Actual increase vs. rate of increase in sales

If you sell two cases of a product one month and three cases the next month, that's a 50% increase in sales! For most of these new, trendy products, a 5% or even 20% increase isn't that significant until the large increases continue for several years.

Cheap vs. expensive wine

You also have to look at market segments. The numbers seem to show that the cheap stuff has been dropping in sales, for many years actually, while the better stuff is showing a bit of an increase with the luxury segment, over $50, showing a substantial increase. Also, it depends on whether you look at volume trends, that don't look great, or dollars spent which does look pretty good. I suspect that is part from customers trading up, part from inflation.


Gen Z isn't drinking wine

Guess what? The same people are drinking wine that have always been drinking wine

This as a continuous worry, not something new. Typically, the youngest consumers of drinking age are college kids, and 20-somethings with their first job and a bunch of new bills because they now live on their own. What they don't have is discretionary income to spend on things like good wine. There's a reason it's considered a luxury good. It's been this way for as long as I've been around.

The usual progression is an interest in premium wine as you start to earn a decent salary. Wine buying peeks with 40-60 year olds. It doesn't matter if they are boomers, millennials, or any other named age group. Does this mean this age group will always keep buying wine in the same quantity as we're seeing now? Chances are it won't be quite the same as there are more boomers than other generations because of, you know, the post-war baby boom. 

Giving too much weight to social media

Wine is for old people. Wine isn't cool. Those are just a couple statements making the rounds -- with no data backup, of course. Maybe stop making a headline out of a social media post that, for all you know, was done by a 14-year-old or by a beer distributor.

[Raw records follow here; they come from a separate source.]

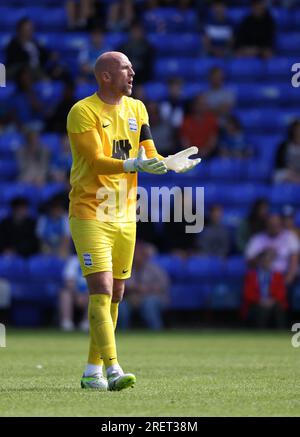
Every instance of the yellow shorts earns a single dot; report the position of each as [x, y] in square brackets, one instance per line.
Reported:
[104, 246]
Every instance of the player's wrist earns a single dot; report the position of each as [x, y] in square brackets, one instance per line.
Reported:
[130, 165]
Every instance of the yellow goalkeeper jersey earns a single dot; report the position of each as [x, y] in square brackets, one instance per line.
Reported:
[102, 136]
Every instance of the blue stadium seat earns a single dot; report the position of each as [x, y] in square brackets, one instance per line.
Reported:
[11, 190]
[9, 143]
[282, 194]
[13, 268]
[156, 91]
[85, 89]
[225, 296]
[246, 68]
[49, 92]
[50, 190]
[170, 44]
[172, 264]
[242, 194]
[170, 19]
[200, 267]
[47, 267]
[52, 141]
[225, 169]
[235, 267]
[8, 169]
[188, 297]
[288, 43]
[164, 68]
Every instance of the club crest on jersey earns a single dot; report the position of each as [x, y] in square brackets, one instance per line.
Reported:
[87, 259]
[132, 124]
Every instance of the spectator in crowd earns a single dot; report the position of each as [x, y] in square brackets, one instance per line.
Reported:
[24, 51]
[57, 118]
[147, 291]
[120, 15]
[73, 296]
[173, 229]
[172, 109]
[254, 224]
[200, 127]
[214, 240]
[33, 160]
[256, 33]
[264, 296]
[220, 99]
[26, 109]
[17, 230]
[140, 53]
[218, 30]
[53, 228]
[78, 13]
[233, 143]
[285, 245]
[288, 156]
[161, 130]
[95, 46]
[288, 217]
[60, 164]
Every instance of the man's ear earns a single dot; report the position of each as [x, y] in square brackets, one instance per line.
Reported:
[106, 76]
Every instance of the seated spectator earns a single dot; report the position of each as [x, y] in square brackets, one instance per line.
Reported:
[146, 291]
[254, 224]
[176, 216]
[172, 109]
[74, 295]
[200, 128]
[264, 296]
[214, 240]
[24, 51]
[89, 54]
[120, 15]
[53, 229]
[285, 245]
[218, 30]
[18, 230]
[26, 109]
[233, 143]
[288, 217]
[220, 99]
[161, 130]
[57, 118]
[256, 33]
[61, 162]
[79, 13]
[33, 160]
[288, 156]
[140, 53]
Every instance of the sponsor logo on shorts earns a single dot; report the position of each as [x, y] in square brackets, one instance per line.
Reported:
[132, 124]
[87, 259]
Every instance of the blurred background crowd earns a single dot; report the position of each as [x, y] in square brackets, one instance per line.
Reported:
[215, 74]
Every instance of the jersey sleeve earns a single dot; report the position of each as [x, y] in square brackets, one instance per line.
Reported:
[85, 138]
[146, 139]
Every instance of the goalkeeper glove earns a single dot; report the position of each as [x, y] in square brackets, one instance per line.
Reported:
[143, 164]
[180, 162]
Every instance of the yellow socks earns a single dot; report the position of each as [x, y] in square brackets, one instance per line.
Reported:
[102, 331]
[94, 355]
[114, 309]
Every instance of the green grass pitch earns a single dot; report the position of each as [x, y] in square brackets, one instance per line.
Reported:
[179, 373]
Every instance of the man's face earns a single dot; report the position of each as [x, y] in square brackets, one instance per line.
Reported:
[121, 76]
[274, 225]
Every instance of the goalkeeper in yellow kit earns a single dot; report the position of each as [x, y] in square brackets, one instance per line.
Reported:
[110, 142]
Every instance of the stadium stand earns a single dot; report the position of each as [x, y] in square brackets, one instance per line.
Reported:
[266, 103]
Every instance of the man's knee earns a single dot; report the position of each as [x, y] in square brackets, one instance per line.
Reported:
[118, 290]
[100, 283]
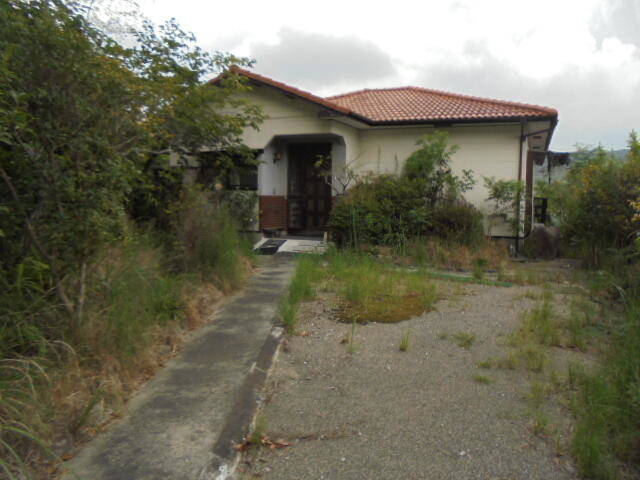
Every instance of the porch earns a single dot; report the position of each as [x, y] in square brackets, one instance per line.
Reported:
[297, 183]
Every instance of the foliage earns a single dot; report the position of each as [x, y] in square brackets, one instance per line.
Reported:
[370, 291]
[80, 129]
[607, 405]
[429, 167]
[459, 223]
[379, 209]
[243, 204]
[505, 195]
[86, 127]
[595, 206]
[207, 239]
[300, 290]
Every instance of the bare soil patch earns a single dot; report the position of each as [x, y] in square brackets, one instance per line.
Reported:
[437, 409]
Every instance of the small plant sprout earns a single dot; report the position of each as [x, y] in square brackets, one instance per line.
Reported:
[351, 346]
[479, 267]
[483, 379]
[258, 432]
[464, 340]
[486, 364]
[404, 342]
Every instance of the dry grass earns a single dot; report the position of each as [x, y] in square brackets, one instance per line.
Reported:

With social media usually in the hands of younger generations, they have long been sounding the alarm that their generation is being overlooked in the wine biz. I've not seen anyone fully explain what this means, so an old fart like me can understand.

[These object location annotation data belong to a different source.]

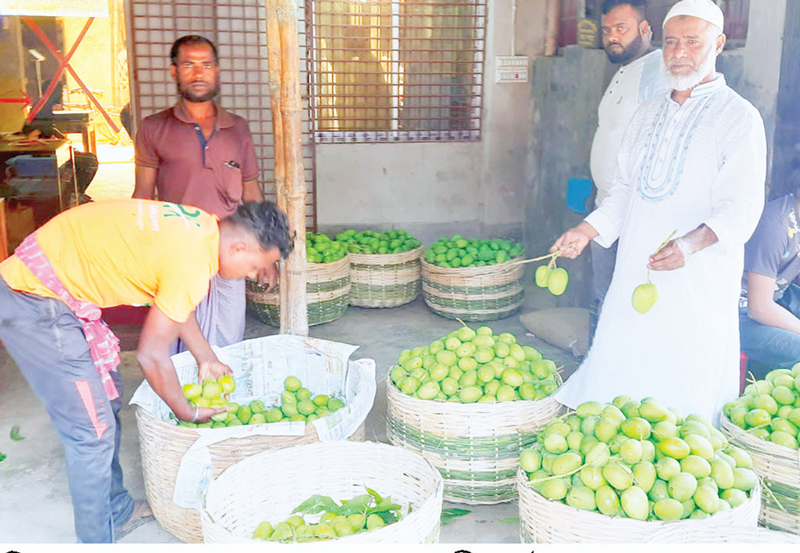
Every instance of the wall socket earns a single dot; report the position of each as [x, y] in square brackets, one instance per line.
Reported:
[511, 69]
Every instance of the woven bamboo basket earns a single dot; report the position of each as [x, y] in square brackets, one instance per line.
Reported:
[474, 293]
[545, 521]
[723, 534]
[327, 294]
[384, 280]
[779, 468]
[270, 485]
[475, 446]
[162, 447]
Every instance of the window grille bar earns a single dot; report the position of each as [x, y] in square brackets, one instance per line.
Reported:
[394, 70]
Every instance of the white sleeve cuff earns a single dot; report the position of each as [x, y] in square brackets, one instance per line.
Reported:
[607, 232]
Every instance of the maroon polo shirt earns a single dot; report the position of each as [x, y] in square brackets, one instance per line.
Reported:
[192, 170]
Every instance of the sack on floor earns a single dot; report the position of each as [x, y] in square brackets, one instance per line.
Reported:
[564, 327]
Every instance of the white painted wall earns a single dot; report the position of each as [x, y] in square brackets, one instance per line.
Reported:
[398, 184]
[477, 185]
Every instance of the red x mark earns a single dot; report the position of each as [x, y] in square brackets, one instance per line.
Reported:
[64, 64]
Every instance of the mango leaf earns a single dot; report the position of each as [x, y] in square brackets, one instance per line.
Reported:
[448, 515]
[385, 506]
[358, 505]
[388, 517]
[318, 504]
[376, 495]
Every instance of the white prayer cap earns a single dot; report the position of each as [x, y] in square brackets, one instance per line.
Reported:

Marketing that isn't traditional marketing

IMO the best way to market to the younger, and all generations, is probably with taking care of environmental concerns. This means things like sustainable agriculture, organic, water usage, energy usage, and so on. Even those heavy glass wine bottles that were supposed to make the consumer think it must be a better wine are getting looked down on now as an unnecessary waste of resources. Doing this and letting people know is not a bad plan. This really could be The Next Big Thing in wine. Of course, all it takes is money.

 

Tearing out vineyards!

This headline is all the rage. OMG people are tearing out vineyards everywhere! Well, OMG this has always been the case. Vineyard owners tear out vineyards because they are old and uneconomical, they are old and diseased, nobody will buy the grape varieties planted there anymore.  Guess what, they're going to plant new grape vines!


Wine sales

Yes, U.S. wine sales did decrease last year. So did traffic to tasting rooms. Heck, visitation to Hawaii is down. Everyone is feeling the pinch from post-Covid recovery. This might take some time to settle out. That doesn't necessarily mean we all return to the good ol' days of 2019. It just means post-Covid numbers can't be counted on for a trend. That doesn't mean ignore it. It does mean maybe don't make long range plans based on what you've seen so far in the post-Covid market.

On the graph below, you'll see that what's known as Gen Xers don't seem as interested in wine. The article containing this graph said that wineries continue to market to the older folks, who are buying the wine, instead of to the ones that aren't. Could this backfire? How much time and money should be spent trying to sell to people that aren't currently interested in your product? What to do? I don't have the magic answer, sorry. 

Tell me of a business that isn't trying to gain market share and isn't worried about losing some.

Ruh-roh, do we have a problem coming up? Or not?